Dibawah atap yang sama

Yuni ekawaty
Chapter #5

Tiba-tiba ada yang datang

Pagi itu, udara di kontrakan baru masih terasa dingin.Tapi tidak menusuk seperti pagi-pagi di rumah mertua dulu. Kini, dingin itu terasa... bisa dihangatkan.


Lina duduk bersila di lantai, menyeduh teh manis pakai gelas kaca warung. Arif di luar, menyapu halaman sempit dengan sapu lidi yang tinggal separuh.

" Mas udah minum?” tanya Lina dari dalam.

“Udah. Tadi nyicip teh sisa semalam,” jawab Arif sambil tersenyum.

Lina tertawa kecil.

“Mas ini, teh basi juga diminum.”

---

Belum sempat Arif membalas, terdengar suara motor berhenti di depan pagar. Suara yang tak asing.

Motor matik tua berderit pelan.Arif mendongak. Lina menengok dari balik jendela kecil. Seorang perempuan turun dari motor. Rambutnya dikuncir asal. Wajahnya panik. Perutnya terlihat menonjol jelas di balik jaket panjang.

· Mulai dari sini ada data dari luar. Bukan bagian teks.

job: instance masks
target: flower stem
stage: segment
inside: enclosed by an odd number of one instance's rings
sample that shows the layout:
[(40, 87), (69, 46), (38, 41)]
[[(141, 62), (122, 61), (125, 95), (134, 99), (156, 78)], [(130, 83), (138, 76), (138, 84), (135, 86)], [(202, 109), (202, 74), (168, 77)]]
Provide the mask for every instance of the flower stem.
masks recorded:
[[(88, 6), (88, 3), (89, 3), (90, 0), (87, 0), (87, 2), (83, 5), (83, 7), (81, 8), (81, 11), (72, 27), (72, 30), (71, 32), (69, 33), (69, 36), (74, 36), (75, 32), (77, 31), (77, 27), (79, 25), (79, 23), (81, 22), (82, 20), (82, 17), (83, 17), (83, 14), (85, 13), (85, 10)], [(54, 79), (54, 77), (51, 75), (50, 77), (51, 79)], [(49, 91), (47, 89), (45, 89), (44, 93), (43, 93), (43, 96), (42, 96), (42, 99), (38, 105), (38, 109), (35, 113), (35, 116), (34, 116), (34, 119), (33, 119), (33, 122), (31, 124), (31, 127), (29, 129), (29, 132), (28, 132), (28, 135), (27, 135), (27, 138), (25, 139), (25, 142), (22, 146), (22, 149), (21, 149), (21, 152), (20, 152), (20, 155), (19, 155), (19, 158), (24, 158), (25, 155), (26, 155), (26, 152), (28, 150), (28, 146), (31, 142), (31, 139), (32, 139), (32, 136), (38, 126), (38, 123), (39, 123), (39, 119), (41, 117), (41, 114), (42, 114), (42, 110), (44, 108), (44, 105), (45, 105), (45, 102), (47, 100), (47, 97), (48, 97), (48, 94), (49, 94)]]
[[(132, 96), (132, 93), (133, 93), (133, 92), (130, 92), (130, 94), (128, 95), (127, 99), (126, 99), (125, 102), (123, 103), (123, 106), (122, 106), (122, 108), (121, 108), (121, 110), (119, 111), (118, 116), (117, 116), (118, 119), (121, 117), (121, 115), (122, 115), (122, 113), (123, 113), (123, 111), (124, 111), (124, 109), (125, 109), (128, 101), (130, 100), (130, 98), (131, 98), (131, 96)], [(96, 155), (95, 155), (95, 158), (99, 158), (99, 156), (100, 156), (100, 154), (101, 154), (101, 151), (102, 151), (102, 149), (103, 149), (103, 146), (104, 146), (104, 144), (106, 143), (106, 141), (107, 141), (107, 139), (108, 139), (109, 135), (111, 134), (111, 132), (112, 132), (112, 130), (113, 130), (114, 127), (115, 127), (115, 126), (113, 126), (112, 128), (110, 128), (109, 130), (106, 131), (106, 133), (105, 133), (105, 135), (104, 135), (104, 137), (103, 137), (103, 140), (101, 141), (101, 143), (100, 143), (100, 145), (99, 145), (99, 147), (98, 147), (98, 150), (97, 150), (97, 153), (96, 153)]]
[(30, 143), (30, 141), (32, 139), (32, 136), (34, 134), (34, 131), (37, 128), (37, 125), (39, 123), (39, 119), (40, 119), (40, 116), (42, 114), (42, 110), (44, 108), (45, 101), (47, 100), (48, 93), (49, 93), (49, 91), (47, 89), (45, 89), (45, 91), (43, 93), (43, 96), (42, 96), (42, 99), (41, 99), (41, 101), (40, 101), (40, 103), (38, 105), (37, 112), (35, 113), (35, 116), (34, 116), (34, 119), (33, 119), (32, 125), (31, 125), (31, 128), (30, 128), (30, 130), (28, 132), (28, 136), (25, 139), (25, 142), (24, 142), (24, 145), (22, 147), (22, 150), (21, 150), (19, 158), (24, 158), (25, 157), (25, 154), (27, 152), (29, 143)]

Itu... Sinta. Adik perempuan Arif.

---

“Mas... boleh aku numpang tinggal sebentar?” Suaranya lirih. Matanya sembab. Arif terdiam.

Lina berdiri di ambang pintu, hatinya seketika tenggelam dalam perasaan yang campur aduk.

Lina tahu Sinta. Adik yang dulu sering membuatnya lelah, enggan membantu, sering menyindir, bahkan pernah menuduhnya “manja” saat Lina sakit.

Dan sekarang, dia berdiri di depan pintu kontrakan sempit... membawa bayi di dalam perut.

Arif menghela napas panjang. “Kamu kenapa ke sini? Mama tau?” Sinta menggeleng cepat. “Mama ngusir aku… setelah tahu aku hamil... tanpa suami.”

Lina menahan napas. Arif menatap Lina. Mata mereka bertemu. Ada percakapan tanpa suara di antara keduanya.

“Apa yang harus kita lakukan?”

Lina membuka pintu lebih lebar.

“Masuklah, Sint. Duduk dulu. Kamu kelihatan lelah.”

---

Sinta menangis begitu duduk di tikar. Tangisnya bukan keras, tapi pelan dan tercekik. Seperti takut membuat suara. Lina menyodorkan segelas air.“Minum ini. Kamu belum makan?”Sinta hanya menggeleng. Air matanya mengalir lagi.

---

Arif berdiri mematung.Tiga hari lalu mereka masih makan seadanya. Tadi malam pun hanya ada mie rebus dan telur satu butir dibagi dua. Dan kini... mereka harus berbagi lagi. Bukan makanan, tapi juga ruang, waktu, perhatian.

---

Sore itu, Lina memasak nasi dan telur dadar dua butir. Ia membaginya jadi tiga piring kecil.

“Maaf ya cuma ini,” katanya pelan pada Sinta. Sinta menggeleng sambil terus menunduk.


---

Saat malam turun, kontrakan mereka lebih sempit dari biasanya. Tikar yang dulu cukup untuk dua orang, kini dipakai bertiga. Sinta tidur di ujung .Lina dan Arif berusaha tidak saling menyalahkan dalam diam.

---

Di dalam hati, Lina menangis. Bukan karena iri, bukan karena marah.Tapi karena takut.Takut semua akan kembali seperti dulu.Tapi malam itu juga, Arif meraih tangan Lina dalam gelap.

“Terima kasih udah nggak menutup pintu.”